How to compute the Processing Pass for new data

In another section we have explained how the Processing Pass (PP) has been computed for the already existing data, on the basis of the metadata stored in the Bookkeeping (BK) database. Here we will deal with the calculation of the PP for the new data (simulated and real).

Meeting on 2nd July 2008

Present: Philippe, Joel, Zoltan and Elisa

It was discussed how to compute the Processing Pass on the fly when new data are registered in the BK.

During the migration of the data to the new schema, the processing pass has been computed on the basis of the information contained in the BK. But in the future, for simulated and for real data, the processing pass can be computed at the same moment when a new production is started.

What is the information needed to compute the processing pass?

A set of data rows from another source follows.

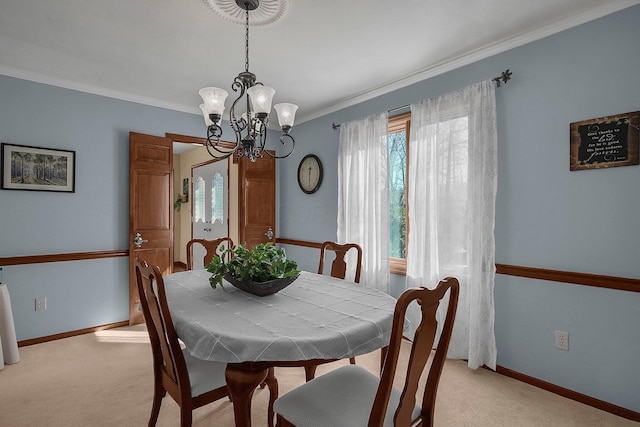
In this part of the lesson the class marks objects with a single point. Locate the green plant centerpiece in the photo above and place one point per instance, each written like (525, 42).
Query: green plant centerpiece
(263, 270)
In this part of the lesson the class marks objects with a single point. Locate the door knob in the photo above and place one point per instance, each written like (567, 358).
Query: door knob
(269, 234)
(138, 240)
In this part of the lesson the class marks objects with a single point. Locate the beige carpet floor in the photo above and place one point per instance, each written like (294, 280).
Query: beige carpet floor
(105, 379)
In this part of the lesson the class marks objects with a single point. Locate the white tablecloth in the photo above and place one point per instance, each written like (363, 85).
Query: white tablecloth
(316, 317)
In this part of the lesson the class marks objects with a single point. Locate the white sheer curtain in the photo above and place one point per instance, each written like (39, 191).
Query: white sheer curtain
(363, 195)
(452, 190)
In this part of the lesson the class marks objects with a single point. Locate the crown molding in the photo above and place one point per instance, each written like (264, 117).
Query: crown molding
(475, 56)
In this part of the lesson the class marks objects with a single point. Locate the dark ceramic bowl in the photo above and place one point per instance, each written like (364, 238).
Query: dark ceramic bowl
(261, 288)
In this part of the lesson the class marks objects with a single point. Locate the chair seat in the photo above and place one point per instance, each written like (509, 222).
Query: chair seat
(346, 397)
(204, 376)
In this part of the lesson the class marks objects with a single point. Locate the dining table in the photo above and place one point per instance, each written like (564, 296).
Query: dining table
(315, 319)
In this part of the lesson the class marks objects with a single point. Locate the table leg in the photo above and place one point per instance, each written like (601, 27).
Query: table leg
(242, 382)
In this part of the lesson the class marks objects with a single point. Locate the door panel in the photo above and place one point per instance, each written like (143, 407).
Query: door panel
(150, 208)
(257, 196)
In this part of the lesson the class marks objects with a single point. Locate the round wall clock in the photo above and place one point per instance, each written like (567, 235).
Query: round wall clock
(310, 173)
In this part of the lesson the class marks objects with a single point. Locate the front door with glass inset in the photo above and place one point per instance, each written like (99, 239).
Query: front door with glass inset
(210, 214)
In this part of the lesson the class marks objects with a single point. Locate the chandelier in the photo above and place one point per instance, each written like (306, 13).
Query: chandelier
(249, 113)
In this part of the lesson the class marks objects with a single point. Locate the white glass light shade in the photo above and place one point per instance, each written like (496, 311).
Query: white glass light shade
(207, 120)
(286, 113)
(261, 97)
(213, 98)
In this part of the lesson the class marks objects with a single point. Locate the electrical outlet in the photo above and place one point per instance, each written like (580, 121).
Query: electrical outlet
(41, 304)
(562, 340)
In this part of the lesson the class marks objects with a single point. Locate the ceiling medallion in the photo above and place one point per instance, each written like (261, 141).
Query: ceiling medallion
(249, 113)
(269, 11)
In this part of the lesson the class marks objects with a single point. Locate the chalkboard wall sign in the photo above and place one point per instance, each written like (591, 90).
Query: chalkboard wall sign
(604, 142)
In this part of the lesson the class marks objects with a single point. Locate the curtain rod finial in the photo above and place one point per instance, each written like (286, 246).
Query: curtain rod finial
(505, 77)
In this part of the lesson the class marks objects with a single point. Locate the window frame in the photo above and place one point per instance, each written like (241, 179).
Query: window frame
(398, 123)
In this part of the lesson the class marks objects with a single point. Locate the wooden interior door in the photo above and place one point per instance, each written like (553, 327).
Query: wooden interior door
(150, 209)
(257, 201)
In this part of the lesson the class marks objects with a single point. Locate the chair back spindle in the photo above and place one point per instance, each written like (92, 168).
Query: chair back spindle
(429, 301)
(339, 264)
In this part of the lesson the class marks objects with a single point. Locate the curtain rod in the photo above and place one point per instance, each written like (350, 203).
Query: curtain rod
(505, 76)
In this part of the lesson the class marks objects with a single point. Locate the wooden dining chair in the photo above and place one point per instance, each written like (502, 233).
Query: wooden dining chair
(339, 264)
(339, 270)
(190, 381)
(351, 394)
(212, 247)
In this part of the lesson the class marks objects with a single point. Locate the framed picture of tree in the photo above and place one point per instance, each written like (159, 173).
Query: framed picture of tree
(40, 169)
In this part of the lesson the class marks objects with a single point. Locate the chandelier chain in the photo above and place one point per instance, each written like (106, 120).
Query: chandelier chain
(246, 46)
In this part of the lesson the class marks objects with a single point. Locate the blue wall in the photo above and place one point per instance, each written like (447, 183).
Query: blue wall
(547, 216)
(79, 294)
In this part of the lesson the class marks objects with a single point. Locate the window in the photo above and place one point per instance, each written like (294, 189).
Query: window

The information necessary to compute the processing pass is:

  • The application name and version of the programs used in a given production, for all the steps (ex. simulation, digitization, reconstruction etc.) and the condition DB tag.
  • The Processing Pass Group of the input productions.

Who can provide this info?

The production manager when he sets the workflow for a new production.

How can this info be sent to the BK manager?

The BK will provide an interface (Zoltan proposes a method of the BK client) to be used by the production manager to send this information to the BK. When starting a new production, the production manager knows the versions of the applications to be used in the production and he knows the Processing Pass Group of the input data. ( Actually, the Processing Pass Group should be used by the production manager to select the input data. See below for more details on this point). Before starting the production, he will send the information to the BK manager. The BK Manager will do the following:

  • Read the application name and version and condition DB tag and compare with the content of the Pass_Index table. If the row already exists, it will pick up the corresponding PassId and associate it to the production. If the row doesn't exist, it will add a new row and generate a new PassId. Then it will insert a new row in the Prod2Pass table, containing the production number and the PassId.
  • If the production has some input data, it will go to the Processing_Pass table and look for the Processing Pass of the input data.
  • Finally, it will add a new row in the Processing_Pass table with: the production number (this is the unique key of the table), the PassId (which links to the Pass_Index table to expand the information about program name and versions), the GroupId (this is the group the PassId belongs to), the Total Processing Pass (this is the concatanation of the processing pass of the input production and the processing pass of the current production), the event type and the DAQId.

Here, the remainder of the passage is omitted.